Fortunately, I have several shrimp-only tanks to provide new shrimp if necessary, so I am not counting on the shrimp in my community tank to produce any new offspring.

You do have a good LFS though to tell you the truth about things.

You can always test the waters with some inexpensive feeder shrimp. You'll at least learn how long a moderate sized freshwater shrimp can survive in your tank.


----------



## stackage (Feb 11, 2007)

For some reason over here all shrimp even amanos are like 5 to 6 bucks a peice so I'm thinking that would be an expensive habbit to try and keep shrimp in there. What about mini crays? Are they pretty much in the same boat with the shrimp or will they fare better?
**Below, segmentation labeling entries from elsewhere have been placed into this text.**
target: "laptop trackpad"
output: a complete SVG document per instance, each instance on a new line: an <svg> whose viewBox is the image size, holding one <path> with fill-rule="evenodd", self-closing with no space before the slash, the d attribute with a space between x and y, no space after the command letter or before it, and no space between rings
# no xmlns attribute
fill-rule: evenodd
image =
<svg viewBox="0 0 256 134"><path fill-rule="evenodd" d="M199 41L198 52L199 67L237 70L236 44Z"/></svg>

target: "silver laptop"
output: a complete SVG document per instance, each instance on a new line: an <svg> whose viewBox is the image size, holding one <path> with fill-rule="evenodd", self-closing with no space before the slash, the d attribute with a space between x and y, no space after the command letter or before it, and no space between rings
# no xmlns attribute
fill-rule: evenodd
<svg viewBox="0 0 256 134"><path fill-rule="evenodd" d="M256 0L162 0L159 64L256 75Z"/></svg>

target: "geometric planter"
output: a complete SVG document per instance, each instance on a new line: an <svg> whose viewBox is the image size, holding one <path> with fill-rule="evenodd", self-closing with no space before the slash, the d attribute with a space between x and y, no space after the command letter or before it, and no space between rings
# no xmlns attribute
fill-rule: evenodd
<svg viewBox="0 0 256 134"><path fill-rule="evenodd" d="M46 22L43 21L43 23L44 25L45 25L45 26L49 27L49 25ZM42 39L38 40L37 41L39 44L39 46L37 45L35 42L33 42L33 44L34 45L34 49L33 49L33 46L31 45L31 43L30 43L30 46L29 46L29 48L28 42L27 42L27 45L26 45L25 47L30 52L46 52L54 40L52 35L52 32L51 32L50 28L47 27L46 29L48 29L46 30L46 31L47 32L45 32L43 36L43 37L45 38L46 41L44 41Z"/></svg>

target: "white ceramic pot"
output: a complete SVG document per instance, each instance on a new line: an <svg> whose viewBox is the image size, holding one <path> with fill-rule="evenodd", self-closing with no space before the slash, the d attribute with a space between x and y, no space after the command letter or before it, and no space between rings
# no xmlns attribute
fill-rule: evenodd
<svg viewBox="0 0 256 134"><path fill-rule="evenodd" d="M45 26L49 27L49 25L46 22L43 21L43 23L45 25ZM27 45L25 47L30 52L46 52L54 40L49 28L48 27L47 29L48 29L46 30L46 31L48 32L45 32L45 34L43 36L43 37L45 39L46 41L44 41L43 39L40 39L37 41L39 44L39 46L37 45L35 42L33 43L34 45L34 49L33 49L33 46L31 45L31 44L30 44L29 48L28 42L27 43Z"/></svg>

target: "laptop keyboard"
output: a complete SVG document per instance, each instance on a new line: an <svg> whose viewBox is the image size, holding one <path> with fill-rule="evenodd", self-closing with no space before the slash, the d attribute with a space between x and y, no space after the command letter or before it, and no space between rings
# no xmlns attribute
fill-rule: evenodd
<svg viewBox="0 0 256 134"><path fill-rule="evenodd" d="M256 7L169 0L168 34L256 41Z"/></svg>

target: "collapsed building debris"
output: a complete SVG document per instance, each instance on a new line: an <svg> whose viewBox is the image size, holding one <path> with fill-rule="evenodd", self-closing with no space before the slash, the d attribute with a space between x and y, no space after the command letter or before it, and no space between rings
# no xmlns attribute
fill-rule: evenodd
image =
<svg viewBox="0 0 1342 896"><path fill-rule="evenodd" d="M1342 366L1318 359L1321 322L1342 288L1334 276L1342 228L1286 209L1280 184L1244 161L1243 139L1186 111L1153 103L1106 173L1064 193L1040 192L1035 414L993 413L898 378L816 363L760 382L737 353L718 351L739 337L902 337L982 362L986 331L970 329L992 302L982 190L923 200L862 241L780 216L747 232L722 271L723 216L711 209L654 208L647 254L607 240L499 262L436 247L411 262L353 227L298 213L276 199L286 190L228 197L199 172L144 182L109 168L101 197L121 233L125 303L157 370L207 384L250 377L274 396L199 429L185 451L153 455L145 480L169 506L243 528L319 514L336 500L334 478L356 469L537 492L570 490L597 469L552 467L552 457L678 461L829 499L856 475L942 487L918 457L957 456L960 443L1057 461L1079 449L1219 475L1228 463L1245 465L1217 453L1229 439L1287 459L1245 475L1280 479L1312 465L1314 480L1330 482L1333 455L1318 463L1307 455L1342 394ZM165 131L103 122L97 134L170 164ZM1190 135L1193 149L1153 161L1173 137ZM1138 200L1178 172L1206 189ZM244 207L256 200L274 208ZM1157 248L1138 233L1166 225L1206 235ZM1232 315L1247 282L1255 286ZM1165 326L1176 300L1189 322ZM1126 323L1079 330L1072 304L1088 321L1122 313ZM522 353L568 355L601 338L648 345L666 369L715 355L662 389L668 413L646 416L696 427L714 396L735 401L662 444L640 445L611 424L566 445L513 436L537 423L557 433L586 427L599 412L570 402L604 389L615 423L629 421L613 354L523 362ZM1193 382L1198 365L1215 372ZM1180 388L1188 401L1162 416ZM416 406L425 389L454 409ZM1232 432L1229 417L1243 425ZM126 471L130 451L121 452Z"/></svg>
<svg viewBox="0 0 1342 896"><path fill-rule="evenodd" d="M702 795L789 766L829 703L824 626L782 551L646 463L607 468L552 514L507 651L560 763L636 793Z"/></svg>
Another noobish question. I'm about to set up a 10 gal and cant decide between a pair of apistos or a betta. Will the betta munch on shrimp as well?


----------



## Purrbox (Jun 1, 2006)

Depends on the temperment of the Betta. Some will peacefully share their tank with shrimp, while others will immediately start hunting them down.


----------



## 29Bubbles (Oct 11, 2006)

I'd have to say it depends. 

I have red cherry shirmp in almost all my tanks. If you have LOTS of moss they should be ok with shrimp eating fish. The shrimp will learn to come out at night to eat. The fish will still try to eat them throughout the day, but if you have plenty of moss they'll be able to hide, reproduce etc. 

I have shrimp with apistos, kribs, angles, dwarf puffers, rainbows, corys and guppies and they are doing very well. 
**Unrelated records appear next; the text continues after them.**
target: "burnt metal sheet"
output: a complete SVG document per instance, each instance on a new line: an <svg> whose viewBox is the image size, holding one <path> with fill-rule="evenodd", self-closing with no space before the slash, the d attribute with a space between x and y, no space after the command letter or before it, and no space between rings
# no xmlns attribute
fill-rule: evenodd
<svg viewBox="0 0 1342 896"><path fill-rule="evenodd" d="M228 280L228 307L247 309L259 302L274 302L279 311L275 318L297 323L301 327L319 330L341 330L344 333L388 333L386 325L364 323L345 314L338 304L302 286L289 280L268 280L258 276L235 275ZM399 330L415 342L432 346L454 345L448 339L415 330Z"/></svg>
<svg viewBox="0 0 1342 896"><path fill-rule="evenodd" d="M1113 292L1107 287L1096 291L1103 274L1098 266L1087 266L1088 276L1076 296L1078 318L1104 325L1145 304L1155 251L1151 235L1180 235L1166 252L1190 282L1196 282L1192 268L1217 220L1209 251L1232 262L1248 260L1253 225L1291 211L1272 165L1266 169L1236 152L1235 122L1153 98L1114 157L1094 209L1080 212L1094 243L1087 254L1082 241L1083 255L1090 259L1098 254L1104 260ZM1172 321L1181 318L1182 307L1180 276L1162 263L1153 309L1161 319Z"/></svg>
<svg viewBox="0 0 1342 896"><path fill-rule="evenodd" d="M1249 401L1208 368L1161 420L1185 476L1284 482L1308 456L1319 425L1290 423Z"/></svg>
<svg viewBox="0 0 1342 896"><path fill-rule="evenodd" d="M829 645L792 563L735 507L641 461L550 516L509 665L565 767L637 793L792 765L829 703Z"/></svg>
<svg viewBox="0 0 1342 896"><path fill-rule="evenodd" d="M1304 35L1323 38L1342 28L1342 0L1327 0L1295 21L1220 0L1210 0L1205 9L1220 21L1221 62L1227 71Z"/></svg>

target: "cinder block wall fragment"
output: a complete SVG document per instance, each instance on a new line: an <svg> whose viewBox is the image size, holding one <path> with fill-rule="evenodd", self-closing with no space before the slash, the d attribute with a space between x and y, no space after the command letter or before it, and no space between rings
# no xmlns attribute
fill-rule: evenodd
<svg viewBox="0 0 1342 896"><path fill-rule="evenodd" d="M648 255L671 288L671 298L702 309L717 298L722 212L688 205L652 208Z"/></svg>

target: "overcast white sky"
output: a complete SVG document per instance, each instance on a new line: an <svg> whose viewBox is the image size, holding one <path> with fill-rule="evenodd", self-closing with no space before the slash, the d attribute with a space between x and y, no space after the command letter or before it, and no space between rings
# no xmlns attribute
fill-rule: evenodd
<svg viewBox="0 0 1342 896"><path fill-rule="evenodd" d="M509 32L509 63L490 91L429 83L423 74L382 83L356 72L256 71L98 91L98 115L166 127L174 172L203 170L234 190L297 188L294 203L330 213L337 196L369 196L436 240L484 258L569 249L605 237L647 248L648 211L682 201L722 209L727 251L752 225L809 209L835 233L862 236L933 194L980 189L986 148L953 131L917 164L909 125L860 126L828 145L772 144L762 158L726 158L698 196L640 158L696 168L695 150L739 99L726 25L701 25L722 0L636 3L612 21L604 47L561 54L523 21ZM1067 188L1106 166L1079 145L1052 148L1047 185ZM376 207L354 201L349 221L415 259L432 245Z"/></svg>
But, I gave a dozen shrimp to a friend and he said that his shrimp got eaten rather quickly by cory cats (???) I was suprized, but at the same time I don't think he had as much moss as I do either. 

Dunno if that helps or not....


----------



## Muirner (Jan 9, 2007)

29 - Have your DP's ever showen a temperment twards shrimp? I have shrimp in with my DP right now and she plays nicely.


----------



## 29Bubbles (Oct 11, 2006)

Muirner said:


> 29 - Have your DP's ever showen a temperment twards shrimp? I have shrimp in with my DP right now and she plays nicely.


They will watch the shrimp, move their eyes around, and that's it. They don't try to eat them at all and I try to feed the DP's live food as often as I can. (I'd like the DP's to spawn sometime but they are not cooperating at all.  ) So, with all the live food, you'ld think they'd at least try a shrimp and see if it's tasty, but they don't seem to have any interst in their little red tank mates.


----------



## Muirner (Jan 9, 2007)

That's what i find my DP doing. The only time she gets close is when a cherry is trying to eat a bloodworm that she wants. This is easily solved by pointing at my DP and then pointing her to the top of the tank where my hand is holding a few more bloodworms. I have managed to get my DP to eat out of my fingers. I havent noticed any agressiveness to the shrimp at all...

(I assume sense you say you want them to breed that you have M&F DP's?)


----------



## Shrimp&Snails (Mar 27, 2006)

If you want to breed dwarf shrimp suitable fishy tankmates are bristle nosed plecs and ottos.....I find ottos a little spazzy though and they do freak out the shrimp with their scooting around sometimes. 

My tiger shrimp tank is almost becoming overrun with shrimp and shrimplets.....apparently the females are supposed to stop carrying eggs when the maximum amount is reached but 9 out of 10 adult females are berried and the 10th will be berried tomorrow. I don't really want to sell any of them since I have around 8 generations now so I might have to get a fourth tank..... I used to keep a golden apple snail in with them but she was constantly being covered in shrimp and couldn't come out of her shell. :lol:


----------